Полная продавщица и ее пожилая помощница в синем мужском халате испуганно обернулись. Володя менее уверенно и весело повторил свой вопрос.
— Ах, да! — с облегчением засмеялась продавщица, и ее голые руки затряслись. — Это вы на двери прочитали! Крышек у нас для банок нет — для консервирования. Все варенье варят, разве напасешься?
— Вон оно что, — сказал Володя. — Ну, нам крышек не надо, нам нужна стиральная машина. Но хорошая!
— Наличными будете платить, в кредит? — деловито осведомилась продавщица. — В какую цену?
Ее помощница, покачивая головой, разглядывала Валю. Ее, видимо, шокировали Валины брюки. Валя, чувствуя на себе недоброжелательный взгляд и смущаясь, старалась держаться поближе к Володе.
— Наличными, — сказал он. — Какой кредит? Цена не играет роли. Но хорошую! Какую посоветуете?
— Сами выбирайте, — ответила продавщица. — Вот берите «Сибирь»: раз дороже всех, значит, лучше!
— Давайте лучше «Ригу», — шепнула Валя. — У сестры такая же. Очень хвалит! И дешевле.
— Вот видите, — улыбнулся Володя, — в таких делах нельзя без женской консультации. А «Рига» у вас есть? — громко спросил он. — Мы «Ригу» купить решили!
Продавщица, широко расставив локти, вышла из-за прилавка. Полнота не позволяла ей прижать локти к бокам. Володя внимательно вгляделся в ее лицо, но не смог вспомнить, где видел его раньше. Подумал: «Где-нибудь…». Сказал:
— Без кассира обходитесь? — полез в карман за деньгами.
— Обходимся, ничего, — подтвердила продавщица. — Испытывать будете?
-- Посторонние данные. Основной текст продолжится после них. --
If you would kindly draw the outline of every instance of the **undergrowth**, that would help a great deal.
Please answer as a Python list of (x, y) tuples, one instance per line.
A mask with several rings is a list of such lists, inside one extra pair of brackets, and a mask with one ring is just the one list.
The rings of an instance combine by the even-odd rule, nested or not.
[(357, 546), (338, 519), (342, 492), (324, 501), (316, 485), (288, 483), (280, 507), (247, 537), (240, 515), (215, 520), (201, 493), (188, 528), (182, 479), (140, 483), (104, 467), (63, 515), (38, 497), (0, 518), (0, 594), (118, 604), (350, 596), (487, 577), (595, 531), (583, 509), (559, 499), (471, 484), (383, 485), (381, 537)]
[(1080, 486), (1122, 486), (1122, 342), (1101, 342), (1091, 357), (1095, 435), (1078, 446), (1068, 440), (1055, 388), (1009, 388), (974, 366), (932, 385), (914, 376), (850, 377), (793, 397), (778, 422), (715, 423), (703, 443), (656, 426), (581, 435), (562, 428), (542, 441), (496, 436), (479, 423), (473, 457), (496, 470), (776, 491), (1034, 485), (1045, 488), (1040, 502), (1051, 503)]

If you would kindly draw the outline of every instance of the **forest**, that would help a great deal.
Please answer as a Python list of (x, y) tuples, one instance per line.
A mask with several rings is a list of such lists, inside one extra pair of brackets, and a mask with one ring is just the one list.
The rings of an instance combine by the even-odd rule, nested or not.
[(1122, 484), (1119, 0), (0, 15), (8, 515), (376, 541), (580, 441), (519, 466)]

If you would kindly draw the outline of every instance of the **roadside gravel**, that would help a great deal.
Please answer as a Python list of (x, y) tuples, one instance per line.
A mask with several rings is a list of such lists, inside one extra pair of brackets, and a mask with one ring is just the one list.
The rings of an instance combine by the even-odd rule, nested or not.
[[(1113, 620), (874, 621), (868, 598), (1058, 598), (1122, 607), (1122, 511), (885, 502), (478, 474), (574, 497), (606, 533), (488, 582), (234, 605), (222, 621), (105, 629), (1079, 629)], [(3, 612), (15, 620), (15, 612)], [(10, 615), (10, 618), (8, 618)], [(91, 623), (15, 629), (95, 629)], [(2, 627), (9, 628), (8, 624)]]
Володя нерешительно дернул плечом.
— Обязательно, — неожиданно вмешалась Валя. — А вдруг мотор не тянет?
— А у них гарантия есть, — лениво отозвалась продавщица. — Не тянет — в мастерскую!
Но Валя настояла, и мотор машины пару минут погудел вхолостую. Володя, сколько ни вслушивался, ничего предосудительного в его гуле не нашел, а Валя осталась недовольной. Включили вторую машину, третью, потом вернулись ко второй. На ней Валя решила остановиться. «Ишь ты, деловитая какая, — с удивлением подумал Володя. — Кажется, витает, не от мира сего, а гляди-ка!..» Он отсчитал деньги и получил сдачу.
Продавщица спрятала деньги в большой потертый кошель, похожий на кондукторскую сумку.
— Тут ходит один с тележкой, — небрежно сообщила она, — может подвезти.
Володя сунул в карман паспорт машины, в котором продавщица оттиснула лиловый штамп.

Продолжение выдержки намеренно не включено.